By César A. Hidalgo
*No AI was used to write this post.
What happens when you run an AI generating paper with an AI reviewer in a loop? And what does this mean for our future as researchers?
Most scholars are familiar with web based AI tools, like Chat GPT, but fewer have explored the use of command line AI tools like Claude Code.
Much of the public conversation about AI focuses on chat interfaces like ChatGPT. But a quieter revolution is happening in command line AI systems such as Claude Code or Codex. Unlike chatbots, these systems can act autonomously. Given a goal, they can download data, write code, install software, run analyses, and generate figures, working like a research assistant in a can.

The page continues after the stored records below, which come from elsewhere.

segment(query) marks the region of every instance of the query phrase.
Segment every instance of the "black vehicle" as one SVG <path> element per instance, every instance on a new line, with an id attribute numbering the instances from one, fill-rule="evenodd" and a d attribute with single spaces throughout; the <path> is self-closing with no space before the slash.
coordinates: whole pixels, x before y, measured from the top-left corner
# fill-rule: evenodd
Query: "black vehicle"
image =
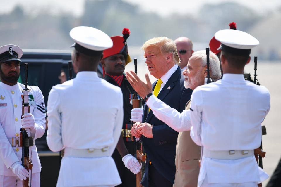
<path id="1" fill-rule="evenodd" d="M 58 50 L 24 49 L 20 58 L 21 69 L 24 69 L 24 64 L 28 64 L 28 84 L 38 86 L 44 96 L 47 110 L 49 92 L 53 86 L 60 83 L 58 78 L 62 71 L 65 72 L 68 79 L 68 62 L 71 60 L 71 51 Z M 99 76 L 102 77 L 101 65 L 98 68 Z M 73 78 L 76 75 L 72 72 Z M 24 71 L 20 72 L 18 82 L 24 84 Z M 42 137 L 35 140 L 42 166 L 40 176 L 41 186 L 55 186 L 59 176 L 61 157 L 59 152 L 54 153 L 48 147 L 46 141 L 47 128 Z"/>

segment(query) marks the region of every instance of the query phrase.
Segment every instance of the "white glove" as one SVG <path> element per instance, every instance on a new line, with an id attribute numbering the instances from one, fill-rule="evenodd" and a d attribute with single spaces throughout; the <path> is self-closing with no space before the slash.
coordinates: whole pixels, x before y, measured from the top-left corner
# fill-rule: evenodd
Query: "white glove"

When we pair these “research assistants in a can” with AI reviewer systems, we can explore what happens when feedback cycles that traditionally take months collapse into hours. This is leading to a new type of research workflow, one producing what I call AI generated papers, or AIGPs.
To explore this idea, I did exactly this. placed a CLI AI tasked with writing a paper in a loop with an AI reviewer.
My conclusion is that an AI tsunami is approaching the sciences, and while some researchers are running towards the wave with their surfboards, many are still sleeping on the beach. This essay is an attempt to explore this emerging technology using a hands on example, using this as an opportunity to reflect on what it means to be a scholar while sounding the tsunami alarm system.
Making A Simple AIGP
On the morning of February 28, I began working on an AIGP focused on estimating the GINI index, not of a country’s income or wealth distribution, but of impressions earned by social media posts.
My motivation came from the idea that people might make strategic choices depending on their expectation of attention inequality. Influencers might bet for winner-take-all platforms, like X or TikTok, while those looking to connect with peers might focus on platforms where they expect attention to be less unequal, like LinkedIn.
I began discussing this project with Claude on the command line. Claude began planning and after several minutes came up with a few clarifying questions and requests. This led me to realize that comparing multiple social media platforms would require registering for multiple APIs, so I narrowed down the effort to attention inequality on X. X had a straightforward API that we could access, so I bought 200 dollars in API credits and got started.[1]
In this process Claude also identified a twitter dataset from EPFL—a Swiss university—with data from the early to mid 2010s. It downloaded the data, generated the scripts to clean it, analyze it, and produce figures for the paper.
This began an iteration loop. Each time Claude produced a new version, I looked at it and gave “him” some feedback. Sometimes, I looked at the draft in passing, and other times, I printed it and read it in detail. Those longer revisions could send Claude back to work for a few hours. Eventually, we arrived at this draft which I submitted to reviewer3.com, an AI-review system being developed by a San Francisco startup.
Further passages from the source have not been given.